The solution
With data pipelines at the core of PSMA’s business, we sought to build a custom solution. In just 10 months, the combined ThoughtWorks and PSMA team went from discovery and inception to launching the streaming data platform for real-time customer consumption, alongside a suite of Quality Assurance (QA) tools. The team focussed equally on building the platform and lifting the capability of PSMA to extend the platform.
Our solution outcomes included:
Streaming Data Platform
We built the streaming data platform to leverage cloud technologies and minimise operational work.
The platform consists of a series of data pipelines that automatically ingest, validate, sanitise and standardise data as soon as it’s made available by suppliers. From here, internal product teams consume the data at various points in the pipelines and use it to power the products they deliver to their customers and value-added resellers.

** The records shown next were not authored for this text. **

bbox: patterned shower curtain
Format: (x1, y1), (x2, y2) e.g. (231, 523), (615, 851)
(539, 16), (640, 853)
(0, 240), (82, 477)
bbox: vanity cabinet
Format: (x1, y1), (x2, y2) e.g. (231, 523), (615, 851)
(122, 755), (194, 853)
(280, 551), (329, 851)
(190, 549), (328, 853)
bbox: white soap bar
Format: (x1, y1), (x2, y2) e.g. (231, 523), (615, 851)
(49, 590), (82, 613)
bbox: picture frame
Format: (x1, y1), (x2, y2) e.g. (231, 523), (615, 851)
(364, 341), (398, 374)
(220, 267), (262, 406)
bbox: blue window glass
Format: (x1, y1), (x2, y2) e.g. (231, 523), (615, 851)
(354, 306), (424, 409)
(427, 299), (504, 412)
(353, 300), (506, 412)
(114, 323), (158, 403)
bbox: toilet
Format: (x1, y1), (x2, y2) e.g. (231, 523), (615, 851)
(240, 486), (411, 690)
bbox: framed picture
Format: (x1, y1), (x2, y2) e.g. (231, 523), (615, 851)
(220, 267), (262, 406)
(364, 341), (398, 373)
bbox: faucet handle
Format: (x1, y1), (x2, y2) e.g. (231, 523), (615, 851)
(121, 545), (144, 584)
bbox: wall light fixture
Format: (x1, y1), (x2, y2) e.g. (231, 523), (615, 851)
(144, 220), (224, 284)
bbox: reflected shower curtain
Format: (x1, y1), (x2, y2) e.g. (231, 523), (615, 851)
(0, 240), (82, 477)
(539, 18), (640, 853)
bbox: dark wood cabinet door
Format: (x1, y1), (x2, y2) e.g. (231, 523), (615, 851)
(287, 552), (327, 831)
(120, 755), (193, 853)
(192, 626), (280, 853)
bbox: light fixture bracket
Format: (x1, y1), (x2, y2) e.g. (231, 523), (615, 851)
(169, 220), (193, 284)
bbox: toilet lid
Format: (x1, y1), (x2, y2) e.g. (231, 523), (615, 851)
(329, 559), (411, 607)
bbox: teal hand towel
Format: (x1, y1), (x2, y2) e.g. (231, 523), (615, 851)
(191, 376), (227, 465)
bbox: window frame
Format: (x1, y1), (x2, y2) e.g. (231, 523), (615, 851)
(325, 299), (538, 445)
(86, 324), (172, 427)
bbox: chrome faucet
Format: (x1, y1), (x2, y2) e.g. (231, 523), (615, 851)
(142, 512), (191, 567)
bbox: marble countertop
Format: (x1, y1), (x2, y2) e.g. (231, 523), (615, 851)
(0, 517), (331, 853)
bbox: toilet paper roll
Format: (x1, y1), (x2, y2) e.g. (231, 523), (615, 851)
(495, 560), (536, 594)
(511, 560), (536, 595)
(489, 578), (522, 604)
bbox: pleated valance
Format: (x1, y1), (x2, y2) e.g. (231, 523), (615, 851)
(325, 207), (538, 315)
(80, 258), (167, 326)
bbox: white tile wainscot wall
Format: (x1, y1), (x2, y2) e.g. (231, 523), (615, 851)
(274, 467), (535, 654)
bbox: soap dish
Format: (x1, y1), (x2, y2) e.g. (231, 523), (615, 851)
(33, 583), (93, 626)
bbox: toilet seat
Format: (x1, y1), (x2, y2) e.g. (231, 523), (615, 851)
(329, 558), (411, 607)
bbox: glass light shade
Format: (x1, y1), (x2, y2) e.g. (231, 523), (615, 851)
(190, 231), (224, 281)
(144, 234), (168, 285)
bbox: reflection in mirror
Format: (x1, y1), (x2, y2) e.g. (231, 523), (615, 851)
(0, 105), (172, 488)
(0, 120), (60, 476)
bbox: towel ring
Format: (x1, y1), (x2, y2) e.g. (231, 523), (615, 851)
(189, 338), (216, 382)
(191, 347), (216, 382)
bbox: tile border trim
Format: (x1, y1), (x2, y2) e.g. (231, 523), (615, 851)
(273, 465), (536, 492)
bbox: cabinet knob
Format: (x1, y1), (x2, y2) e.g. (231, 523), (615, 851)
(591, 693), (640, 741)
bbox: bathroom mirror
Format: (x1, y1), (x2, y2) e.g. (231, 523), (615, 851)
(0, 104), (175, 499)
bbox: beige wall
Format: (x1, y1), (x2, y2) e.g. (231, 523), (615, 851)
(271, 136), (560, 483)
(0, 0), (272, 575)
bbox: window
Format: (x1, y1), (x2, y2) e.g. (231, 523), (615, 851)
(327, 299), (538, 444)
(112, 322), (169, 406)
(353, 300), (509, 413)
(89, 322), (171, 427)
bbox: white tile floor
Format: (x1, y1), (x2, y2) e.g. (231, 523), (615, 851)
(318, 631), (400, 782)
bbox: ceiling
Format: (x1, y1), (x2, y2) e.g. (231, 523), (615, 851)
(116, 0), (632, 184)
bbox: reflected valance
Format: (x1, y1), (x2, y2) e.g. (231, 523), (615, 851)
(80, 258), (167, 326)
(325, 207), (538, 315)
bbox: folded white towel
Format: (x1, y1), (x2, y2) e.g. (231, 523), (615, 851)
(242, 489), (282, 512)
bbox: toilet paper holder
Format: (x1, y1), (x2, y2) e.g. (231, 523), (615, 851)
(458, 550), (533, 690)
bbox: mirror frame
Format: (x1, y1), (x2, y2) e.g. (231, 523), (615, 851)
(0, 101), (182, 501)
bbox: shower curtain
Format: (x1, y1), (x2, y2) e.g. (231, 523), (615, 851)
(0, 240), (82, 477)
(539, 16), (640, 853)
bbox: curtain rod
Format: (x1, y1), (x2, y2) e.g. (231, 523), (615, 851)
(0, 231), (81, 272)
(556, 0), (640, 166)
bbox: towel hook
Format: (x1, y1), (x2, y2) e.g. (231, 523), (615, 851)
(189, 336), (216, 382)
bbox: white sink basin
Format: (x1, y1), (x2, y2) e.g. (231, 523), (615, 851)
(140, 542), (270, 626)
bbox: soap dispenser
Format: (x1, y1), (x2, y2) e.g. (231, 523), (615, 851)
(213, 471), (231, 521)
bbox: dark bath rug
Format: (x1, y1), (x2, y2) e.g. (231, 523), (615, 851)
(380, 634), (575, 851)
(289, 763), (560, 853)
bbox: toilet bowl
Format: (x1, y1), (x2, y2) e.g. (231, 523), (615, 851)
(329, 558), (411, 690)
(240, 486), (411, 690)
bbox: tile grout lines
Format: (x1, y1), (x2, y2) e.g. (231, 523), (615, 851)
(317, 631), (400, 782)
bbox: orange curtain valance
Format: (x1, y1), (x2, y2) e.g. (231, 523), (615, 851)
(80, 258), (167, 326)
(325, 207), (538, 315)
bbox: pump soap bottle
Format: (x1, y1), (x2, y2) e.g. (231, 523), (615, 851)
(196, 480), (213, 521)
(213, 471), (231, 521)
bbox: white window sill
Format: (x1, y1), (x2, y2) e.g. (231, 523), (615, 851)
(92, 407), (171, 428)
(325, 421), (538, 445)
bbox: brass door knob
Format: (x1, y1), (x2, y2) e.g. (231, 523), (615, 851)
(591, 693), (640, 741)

We used a streaming solution based on Amazon Kinesis to ensure multiple customers could tap into time series data, and AWS Lambda for compute. Amazon Kinesis ensures a near infinite scale up and down based on workload, while AWS Lambda reduces operational effort and provides significant horizontal scale capability.
Data QA
Over and above the technical solution delivered, we developed a process for data quality assurance. The process enables PSMA to quickly verify an entire dataset on an ongoing basis. There is also a system for converting exploratory analysis (using Jupyter notebooks) into ongoing monitoring and alerting to ensure the quality of the data remains consistent.
Tooling
We implemented tools like centralised logging which allows PSMA to see the state of the whole pipeline at any moment in time, as well as monitoring and alerting, error handling and repeatable local development environments.